Levier de modernité donc, mais pas nécessairement de prospérité. Le chapitre vietnamien de Pierre Wolf-Mandroux nous emmène à la rencontre de cultivateurs qui gagnent peu et rêvent d’autre chose pour leurs enfants. Et il montre sans fard les enjeux environnementaux et culturels : le surdosage des engrais, qui pollue les nappes phréatiques et épuise les sols, est le premier d’entre eux, avant le stress hydrique, qui existe mais est limité à la saison sèche. C’est cela qui met en danger l’industrie vietnamienne du café, qui pourrait être supplantée par certains de ses voisins s’ils décident de planter du Robusta.

Forêts indonésiennes en sursis
L’autre étape sud-est asiatique du journaliste a été l’Indonésie. Le roman Max Havelaar, de l’auteur néerlandais Multatuli et paru en 1860, est cité à plusieurs reprises dans l’ouvrage : il dénonçait, par le récit d’un haut-fonctionnaire impuissant à faire cesser l’exploitation des paysans indonésiens, le mécanisme d’exploitation dans la colonie hollandaise à travers l’industrie du café.
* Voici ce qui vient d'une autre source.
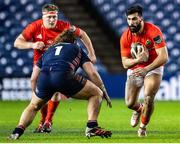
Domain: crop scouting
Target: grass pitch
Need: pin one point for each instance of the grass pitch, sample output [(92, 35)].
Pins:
[(70, 122)]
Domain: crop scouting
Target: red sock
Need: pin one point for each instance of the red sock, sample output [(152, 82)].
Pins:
[(144, 120), (52, 106), (138, 107), (43, 113)]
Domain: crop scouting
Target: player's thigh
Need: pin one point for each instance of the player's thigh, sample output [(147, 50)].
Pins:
[(89, 90), (56, 96), (131, 91), (37, 102), (152, 84)]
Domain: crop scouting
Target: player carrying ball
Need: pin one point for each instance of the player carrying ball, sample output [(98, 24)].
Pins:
[(144, 70)]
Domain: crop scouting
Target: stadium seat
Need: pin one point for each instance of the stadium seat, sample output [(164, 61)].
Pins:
[(163, 13)]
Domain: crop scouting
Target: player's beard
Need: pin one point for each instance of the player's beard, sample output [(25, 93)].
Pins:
[(135, 29), (51, 25)]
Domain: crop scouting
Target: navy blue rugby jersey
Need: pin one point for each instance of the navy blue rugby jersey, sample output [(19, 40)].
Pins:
[(62, 57)]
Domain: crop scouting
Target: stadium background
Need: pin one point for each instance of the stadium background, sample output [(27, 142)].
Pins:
[(104, 21)]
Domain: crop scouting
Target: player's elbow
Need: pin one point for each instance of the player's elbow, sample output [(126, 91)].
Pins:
[(16, 43), (125, 66)]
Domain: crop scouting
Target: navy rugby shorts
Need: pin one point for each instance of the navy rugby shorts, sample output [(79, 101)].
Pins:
[(50, 82)]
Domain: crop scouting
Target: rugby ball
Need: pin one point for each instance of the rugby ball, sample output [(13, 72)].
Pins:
[(135, 48)]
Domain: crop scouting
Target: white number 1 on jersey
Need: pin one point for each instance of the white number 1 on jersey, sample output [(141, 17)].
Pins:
[(58, 50)]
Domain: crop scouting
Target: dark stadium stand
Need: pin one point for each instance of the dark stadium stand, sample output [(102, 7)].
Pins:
[(14, 16), (164, 13)]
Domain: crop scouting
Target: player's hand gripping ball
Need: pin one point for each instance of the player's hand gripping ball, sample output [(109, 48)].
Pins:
[(137, 49)]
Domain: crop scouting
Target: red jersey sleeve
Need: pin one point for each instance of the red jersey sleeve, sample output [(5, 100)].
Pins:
[(157, 37), (28, 32), (124, 47)]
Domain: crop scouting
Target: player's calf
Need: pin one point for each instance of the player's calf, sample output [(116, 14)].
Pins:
[(135, 118), (17, 132)]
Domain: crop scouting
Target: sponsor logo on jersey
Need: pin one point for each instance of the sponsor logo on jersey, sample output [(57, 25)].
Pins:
[(50, 42), (39, 36), (157, 39), (148, 42)]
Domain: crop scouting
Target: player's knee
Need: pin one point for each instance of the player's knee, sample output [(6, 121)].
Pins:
[(129, 103), (149, 100), (35, 107)]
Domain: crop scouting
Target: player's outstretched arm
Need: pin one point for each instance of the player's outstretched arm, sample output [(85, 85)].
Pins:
[(87, 42), (21, 43)]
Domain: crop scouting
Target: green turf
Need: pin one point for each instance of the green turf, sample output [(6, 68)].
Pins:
[(70, 121)]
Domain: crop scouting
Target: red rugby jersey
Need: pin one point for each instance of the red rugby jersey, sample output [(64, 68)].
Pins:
[(151, 38)]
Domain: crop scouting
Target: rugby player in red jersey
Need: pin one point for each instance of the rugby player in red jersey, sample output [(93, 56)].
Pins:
[(144, 70), (39, 35)]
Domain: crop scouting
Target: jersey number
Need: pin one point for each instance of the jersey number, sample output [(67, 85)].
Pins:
[(58, 50)]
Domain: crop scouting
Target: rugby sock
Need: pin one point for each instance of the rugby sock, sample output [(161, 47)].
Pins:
[(43, 113), (92, 124), (19, 130), (52, 106), (138, 107), (144, 120)]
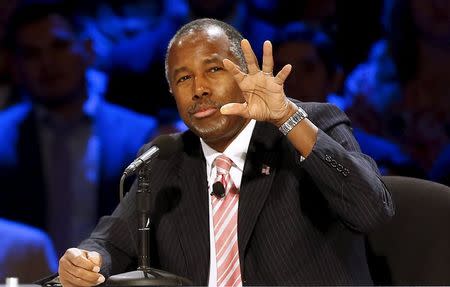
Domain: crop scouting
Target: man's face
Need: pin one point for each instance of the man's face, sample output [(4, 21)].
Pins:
[(201, 85), (50, 62), (308, 80)]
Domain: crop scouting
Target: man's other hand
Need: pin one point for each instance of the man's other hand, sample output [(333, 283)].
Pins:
[(79, 267)]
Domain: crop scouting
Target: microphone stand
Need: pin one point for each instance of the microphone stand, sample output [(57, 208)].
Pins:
[(144, 275)]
Si l’auteur montre et analyse plusieurs cas très concrets d’exploitation et d’expropriation au Brésil ou en Ouganda, la problématique abordée en Indonésie est celle de la déforestation, et des risques qu’elle génère.
Il s’est rendu aux abords du parc national de Bukit Barisan Selatan, sur l’île de Sumatra, auprès de ces petits exploitants, le plus souvent migrants désargentés venus de l’île de Java, qui grignotent les terres d’un parc pourtant protégé en les squattant. Les autorités laissent faire, ou ne peuvent empêcher, à la fois par clientélisme électoral, mais surtout car la misère et la pauvreté ont leur logique, un squatteur expulsé finissant souvent par revenir. « Ils y sont d’autant plus incités que des multinationales du café leur achètent leur récolte sans y regarder de trop près », écrit-il, avant de plaider en faveur de l’éducation de ces populations à l’agroforesterie.

Un ouvrage mondial
Ce livre-enquête est, littéralement, mondial : Pierre Wolf-Mandroux s’est rendu sur tous les continents et a arpenté un nombre de pistes de poussière, tel qu’il y a de quoi impressionner plus d’un vétéran du grand reportage. Entre les rencontres, les portraits, les petites histoires qu’il restitue avec gourmandise, l’analyse implacable de la dynamique du capitalisme globalisé et les impressions de voyage qu’il glisse çà et là, cet ouvrage n’a pas à rougir de figurer aux côtés de ceux qui l’ont inspiré dans une bibliothèque. Jean-Baptiste Malet et son Empire de l’or rouge ; Erik Orsenna et ses Précis de la mondialisation ; et peut-être même Tristes Tropiques de Claude Lévi-Strauss, en ce qu’il partage avec l’anthropologue cette crainte que l’inexorable marche de notre monde implique de défaire ce qui existait très bien avant, ou sans nous.
Pierre Wolf-Mandroux. La jungle du café. Enquête sur un trafic mondial, éditions Plon, 2025, 460 pages.